The easiest way to get an instant fitness boost is with good posture, just like your first-grade teacher recommended. So sit up and listen:

BREATHE DEEPER Correct posture allows you to fill your lungs to full capacity and maximize your oxygen intake, which means more oxygen reaches your muscles, reducing fatigue.
CONSERVE ENERGY "When you're properly aligned and vertical in your stance, your muscles don't have to work as hard to hold you up," says Bill Sands, head of sport biomechanics for the U.S. Olympic Training Center in Chula Vista, California.
AVOID BACK INJURY "Most back injuries are associated with a rounded or arched back," says Stuart McGill, professor of spine biomechanics at the University of Waterloo, in Ontario, Canada. "That's because you're overloading your back muscles," says McGill. Good posture can eliminate that risk.
GENERATE MORE POWER Most sports require the back muscles, hips, and legs to work together. "A rigid torso protects all your flexible limb joints: your hips, legs, knees, and shoulders," says McGill. The result is that all your effort goes into powering through an exercise instead of compensating for poor form.
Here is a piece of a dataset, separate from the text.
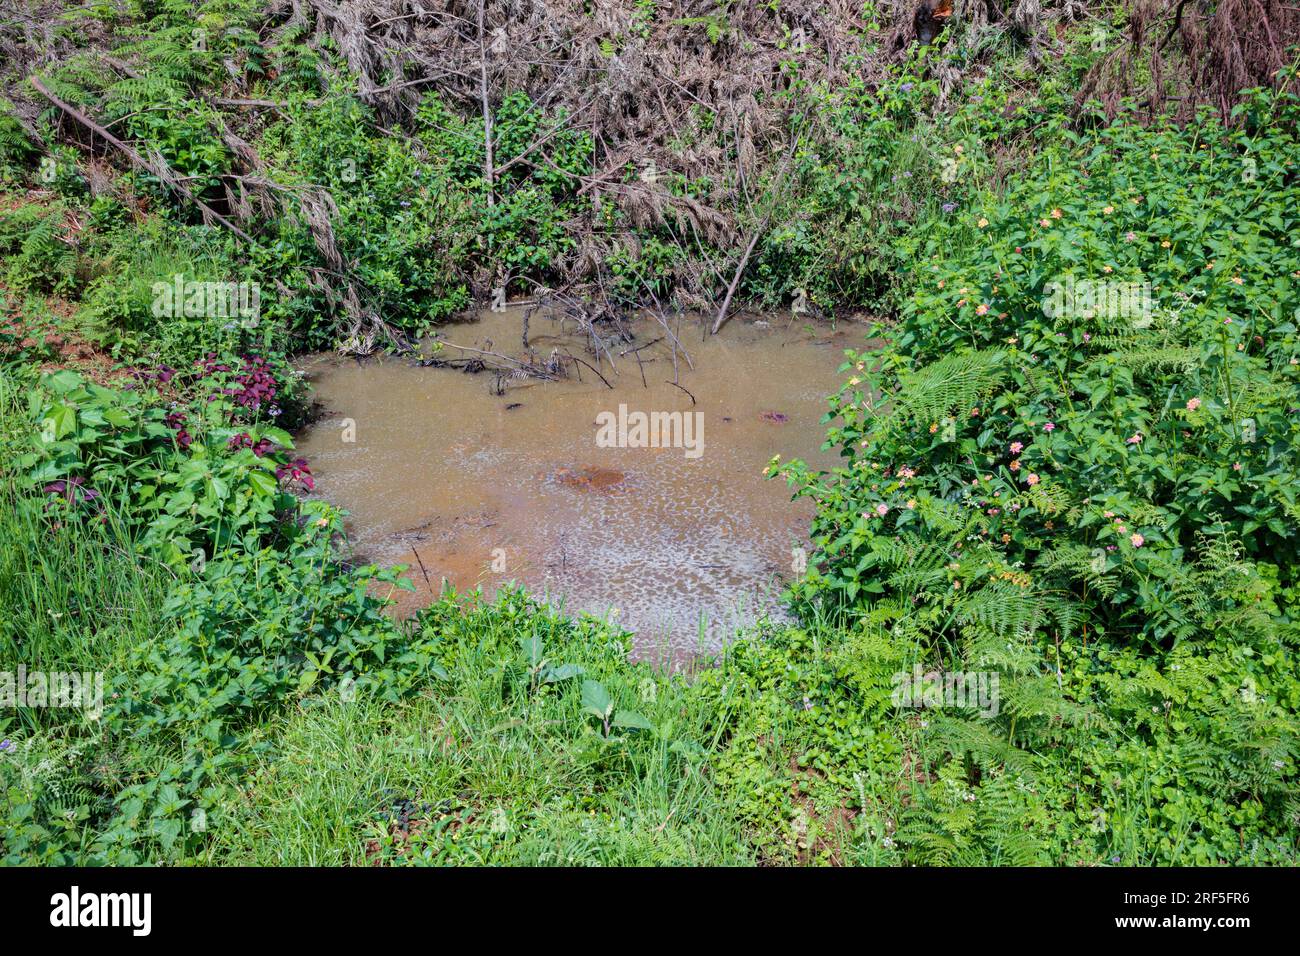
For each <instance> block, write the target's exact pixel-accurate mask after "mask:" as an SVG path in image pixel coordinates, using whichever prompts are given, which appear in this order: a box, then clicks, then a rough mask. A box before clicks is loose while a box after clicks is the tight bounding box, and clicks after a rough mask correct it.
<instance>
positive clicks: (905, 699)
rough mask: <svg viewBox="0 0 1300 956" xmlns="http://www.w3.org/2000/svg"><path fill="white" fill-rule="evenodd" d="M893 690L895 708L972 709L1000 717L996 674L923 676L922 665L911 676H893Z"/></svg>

1. The main signs of misalignment are hunched shoulders, one shoulder higher than the other, uneven pelvis, butt sticking out, and locked knees. "Standing in front of a mirror can be revealing," says Sands. Look for asymmetries in the way you hold yourself and focus on bringing them more in line.
2. Roll your shoulders back, slightly arch your spine, and hold your head up. "When your gaze is directed about 11 feet ahead," says Sands, "you're well balanced."
3. Regular exercise and paying attention to your posture while working out will take care of many postural problems. Sands says, "Most of what controls posture is plain, old-fashioned strength."